Die Entscheidung: Stadtpatronin oder Großbordell

Um das Milieu „auszutrocknen“ und die Prostitution besser zu kontrollieren, sollte 1964 ein Großbordell am Stüverhoff errichtet werden. Der ganze Eigelstein war entsetzt und machte mobil gegen dieses Vorhaben. Niemand geringerer als der damalige Pfarrer von St. Ursula, Paul Fetten, setzte sich an die Spitze dieser Bewegung und drohte damit, dass er von der Stadt verlangen würde, die Heilige Ursula als Stadtpatronin abzusetzen, sollte dieses Bordell tatsächlich gebaut werden. Die Stadt knickte ein.

Erst mit der Eröffnung des „Eros Centers“ im Jahr 1972 (später in „Pascha“ umbenannt) in der Hornstraße wurde die Prostitution in der gesamten Innenstadt und somit auch im Stavenhof untersagt. Zwar kamen Ende der 1970er einzelne Prostituierte zurück, doch die wilden Zeiten waren da schon längst vorbei.

Als Anfang der 1990er Jahre die Grenzen insbesondere zu den osteuropäischen Ländern geöffnet wurden, nahmen Banden aus diesen Regionen das Geschäft in die Hand – mitsamt ausländischen Prostituierten. Als dann noch vermehrt drogenabhängige Frauen am Eigelstein und drumherum anschafften, kippte die Stimmung endgültig, die offene Prostitution wurde nicht länger geduldet.

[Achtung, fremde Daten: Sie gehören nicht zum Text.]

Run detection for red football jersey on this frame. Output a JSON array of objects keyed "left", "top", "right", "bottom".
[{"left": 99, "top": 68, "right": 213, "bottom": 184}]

Das mit einem Architekturpreis prämierte Haus Stavenhof 20, Bild: Uli Kievernagel
Das mit einem Architekturpreis prämierte Haus Stavenhof 20, Bild: Uli Kievernagel

Bevorzugte Wohngegend und beliebter Drehort

Heute ist der Stavenhof eine reine Wohnstraße und mittlerweile eine bevorzugte sowie teure Ecke. Das Haus Stavenhof 20 hat sogar einen Architekturpreis gewonnen. Rund um den Eigelstein existieren zwar noch einzelne Stundenhotels und Wohnungen, in denen noch angeschafft wird. Allerdings spielt sich diese Prostitution eher im Verborgenen ab.

Tatsächlich ist die idyllische Gasse ein beliebter Drehort geworden. So haben bereits die Tatort-Kommissare aus Münster sowie Wilsberg und die „Kommissar Klefisch“ alias Willy Millowitsch hier ermittelt.

Und der Musiker Jürgen Zeltinger erinnert sich in seinem Lied Stüverhoff mit Wehmut an die alten Zeiten. Zu den Klängen von Lou Reeds „Walk On The Wild Side“ singt der Kölschrocker:

Mer troffe uns um zehn im Stüverhoff.
Do sachst zo mir, Mensch wat han ich neu dann drup.
Jon mer doch in dat dat ahle Appartement erin
un ich sach dir wie düür ich bin.
Ich jon wieder op dä Stüverhoff,
mache mir de nächste Freier op.
Un die Nutte singe: däp dä däp …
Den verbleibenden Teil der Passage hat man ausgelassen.